文系のなかには、理系コンプレックスを抱えている人は少なくありません。しかし、「読書においては文系がまさっている」と、この本に出合うまではそう思っていました。しかし……。新刊『理系読書 読書効率を最大化する超合理的サイクル』は、理系が実践している合理的な方法を読書に応用した技術です。著者は、東大生500人以上、医大生を2000人以上輩出した元駿台予備学校ナンバーワン化学講師で、バリバリの理系。本をまるで理科の実験のように扱い、最短最速でスキルハントする。インプットとアウトプットが速すぎて、これにはもうお手上げです。「速く読むこと」や「大量に覚えること」を目的とする読書術とは、一線を画した内容。最短最速で著者の経験知やノウハウを自分の頭にインストールし、自分の問題解決に役立てる至極の読書術です。

【一度読んだ本、どうしてる?】骨の髄まで本を活用する「読書メンテナンス術」Photo: Adobe Stock

「ジャンルまとめ読み」と「著者まとめ読み」

 皆さんは読み終わった本をどう扱っていますか? 私の場合、読み終わった本は本棚に入れておき、時間を空けた後に、まとめ読みするようにしています。

 本は1回読めば十分で、短期間に何度も読むことはよほどのことがない限りしませんが、時間を空けてから読み返すことは定期的に行っています。いわゆる「読書のメンテナンス」です。

 定期的に読み返すことで、内容を再確認できるのはもちろんのこと、読み返すことで新たな気づきを得られるときもあるからです。

 私のまとめ読みの方法は、次の2種類です。

1.ジャンルまとめ読み

 読了した本の中でも、中長期的に使いたいと思った本をとっておきます。

 そして1ヵ月に1回程度、何らかのジャンルを決めて本を集め、過去に付せんをつけた部分や、目次をざっと読んで気になった部分を読みます。

 私が最近まとめ読みしたのは、人工知能を中心とした最新テクノロジー系の本と、マーケティング関連の本です。

 まとめて読んだことで、自分がこれまでどんな問題意識を抱えていたか、その問題意識は解決できたのかが、よりクリアになりました。

 また、テクノロジー系の本の場合、まとめて読むことで、「あの本で著者が言っていたことは、ここに関係してくるのか」とテクノロジーどうしの横のつながりが見えてきます。

 結果、点と点が線でつながり、そのジャンルに対する理解を深めることができます。私の場合、5~10冊をセットで、30分から1時間くらい使ってジャンルまとめ読みをすることが多いです。

2.著者まとめ読み

 読了した本の中で、同じ著者の本をまとめて読むこともあります。私の場合は、半年に1回くらい、著者まとめ読みをやるようにしています。

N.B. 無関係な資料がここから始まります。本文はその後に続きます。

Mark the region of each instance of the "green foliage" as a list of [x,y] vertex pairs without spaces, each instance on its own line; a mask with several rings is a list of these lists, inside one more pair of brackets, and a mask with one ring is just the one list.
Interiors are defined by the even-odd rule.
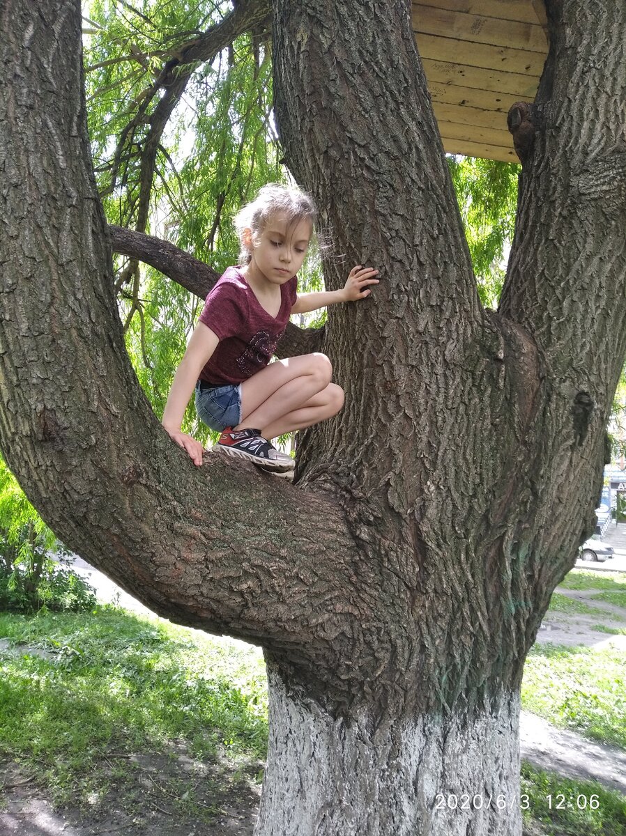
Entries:
[[0,609],[89,609],[91,587],[66,565],[67,552],[0,458]]
[[574,568],[567,573],[559,586],[564,589],[604,589],[607,592],[626,592],[626,573],[610,572],[601,575],[598,572]]
[[520,166],[478,157],[449,156],[480,299],[495,308],[506,249],[513,237]]
[[[101,792],[107,757],[174,746],[231,762],[264,757],[264,665],[254,648],[114,608],[0,614],[0,637],[11,645],[0,650],[0,752],[26,761],[59,803],[83,806]],[[117,780],[130,792],[137,777]]]
[[545,836],[626,836],[623,796],[598,782],[566,778],[522,762],[521,793],[528,797],[525,821],[540,822]]
[[556,726],[626,748],[623,650],[534,645],[524,667],[521,698],[526,710]]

「著者」を1つのコンテンツとみなすと、本1冊は、「部分」にすぎません。一方、著者の本をまとめて読めば、著者の考え「全体」に触れることができます。著者まとめ読みは、著者の頭の中全体を自分の脳にインストールする感覚に近いかもしれません。

 たとえば最近では、芸術家の岡本太郎氏、『考具』著者の加藤昌治氏、メンタリストDaiGo氏、立教大学教授の中原淳氏などの本をまとめ読みしました。

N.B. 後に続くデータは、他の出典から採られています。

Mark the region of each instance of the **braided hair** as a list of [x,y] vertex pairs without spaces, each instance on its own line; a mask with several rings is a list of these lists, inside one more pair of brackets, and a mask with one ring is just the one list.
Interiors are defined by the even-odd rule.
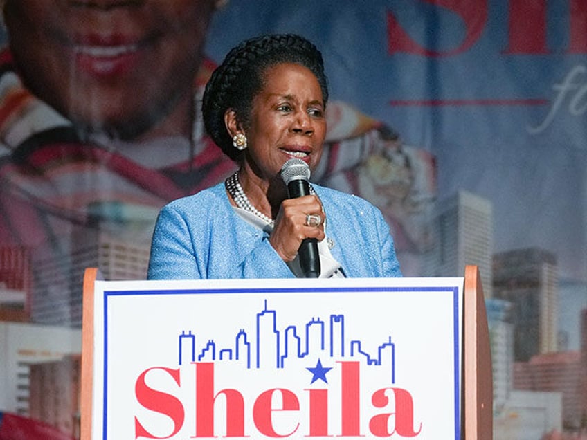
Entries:
[[311,42],[294,34],[261,35],[242,42],[214,71],[202,99],[206,130],[233,161],[239,162],[243,152],[233,146],[224,113],[232,109],[239,122],[248,127],[253,100],[262,89],[267,69],[281,63],[296,63],[308,68],[320,84],[325,105],[328,100],[322,54]]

 著者まとめ読みのときは、目次はもちろん、付せんを貼っていない箇所も読むようにします。そのため、ジャンルまとめ読みよりも多くの時間とエネルギーを使います。5冊くらいの読書で2時間以上かかることもあります。

新たな気付きが出てくる可能性

「ジャンルまとめ読み」「著者まとめ読み」をするなかで、新たな課題や検証したいことが出てくることもあります。そんなときは第3章で紹介したフォーマットに追記し、実験を行います。

 むしろ、新たな気づきが出てきて当然です。過去の自分よりも今の自分のほうが新しい知識が増え、問題意識も変わっているからです。

 したがってまとめ読みするときも、目次チェックは忘れないようにしましょう。目次をチェックすることで、過去の自分と今の自分で、問題意識が異なっていることを発見できる場合があります。

 まとめ読みをすることで、過去には心に響かなかった言葉が、今の自分には響いてくることもあります。

 特に良書は、読むたびに新しい気づきや視点を与えてくれます。私の場合は岡本太郎氏の本がそんな存在です。

 私にとっての本棚は冷凍庫。食材(本)がたくさん詰まっていて、時々それを解凍して調理すると、思いがけずおいしい料理が作れます。

「もう使わない」と判断できる本は、読了後すぐに捨ててもかまいませんが、「将来的に読み返したいかも」と思った本は保管しておくことをお勧めします。

 本を長期保存しておけば、長い人生のうちに何度でも味わうことができるからです。